• Potential conflict of interest: Nothing to report.

We thank Dr. Vinciguerra for his interest in our article regarding synergistic inhibition of hepatocellular carcinoma (HCC) growth by cotargeting the enzymatic activities of histone deacetylases (HDACs) and poly(ADP-ribose) polymerases (PARPs) in HCC cell lines.1 The amplified in liver cancer 1 (ALC1, also known as CHD1L) oncogene, originally isolated in primary HCC, is frequently amplified and overexpressed in HCC, and plays an important role in HCC pathogenesis through promoting proliferation and inhibiting apoptosis.2 Subsequent studies demonstrate that ALC1 is specifically targeted to the sites of DNA damage through interaction with PARP1 and regulates chromatin remodeling during the process of DNA repair.3, 4 Consequently, knockdown of ALC1 results in increased cellular sensitivity to specific DNA damaging agents phleomycin and H2O2.3 Given that the HepG2 cells expressing high levels of ALC12 are sensitive to both PARP and HDAC inhibitors,1 there is increasing interest in seeing the expression status of ALC1 in SNU-398 and SNU-449 cell lines, with sensitive versus resistant phenotype to both enzymatic inhibitors, respectively. Interestingly, gene expression profiling analysis demonstrated no significant difference in ALC1 mRNA levels between both cell lines,1 suggesting that the observed distinct sensitivity of SNU-398 versus SNU-449 cells to PARP and HDAC inhibitors may be irrelevant to ALC1 expression levels, at least under the experimental conditions used in this study.
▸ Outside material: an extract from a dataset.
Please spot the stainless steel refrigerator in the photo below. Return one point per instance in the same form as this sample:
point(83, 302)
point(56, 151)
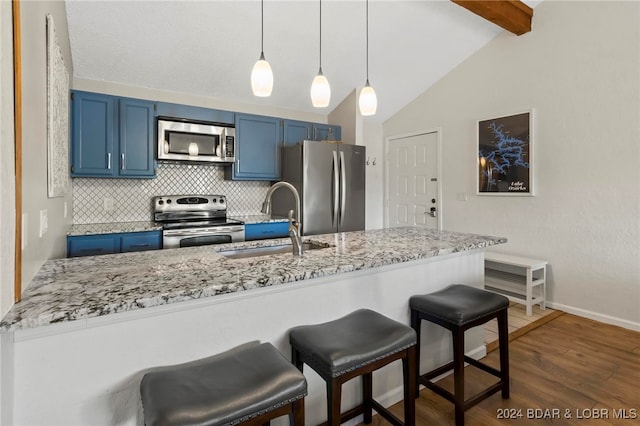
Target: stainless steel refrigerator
point(330, 178)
Although HDAC inhibitor research in cancer therapeutics is still in its infancy, it has been demonstrated that the safety profile of HDAC inhibitors in phase I and II trials has been favorable, especially in comparison to traditional cytotoxic chemotherapy.5 Thus, a rational combination of selective and potent HDAC and PARP inhibitors may represent a promising avenue for inhibiting HCC growth, especially in molecularly defined HCC patient populations. Additional preclinical studies and clinical trials are definitely needed to validate these findings.

Da-Qiang Li M.D.*, Rakesh Kumar Ph.D.*, * Department of Biochemistry and Molecular Biology, The George Washington University, Washington, DC.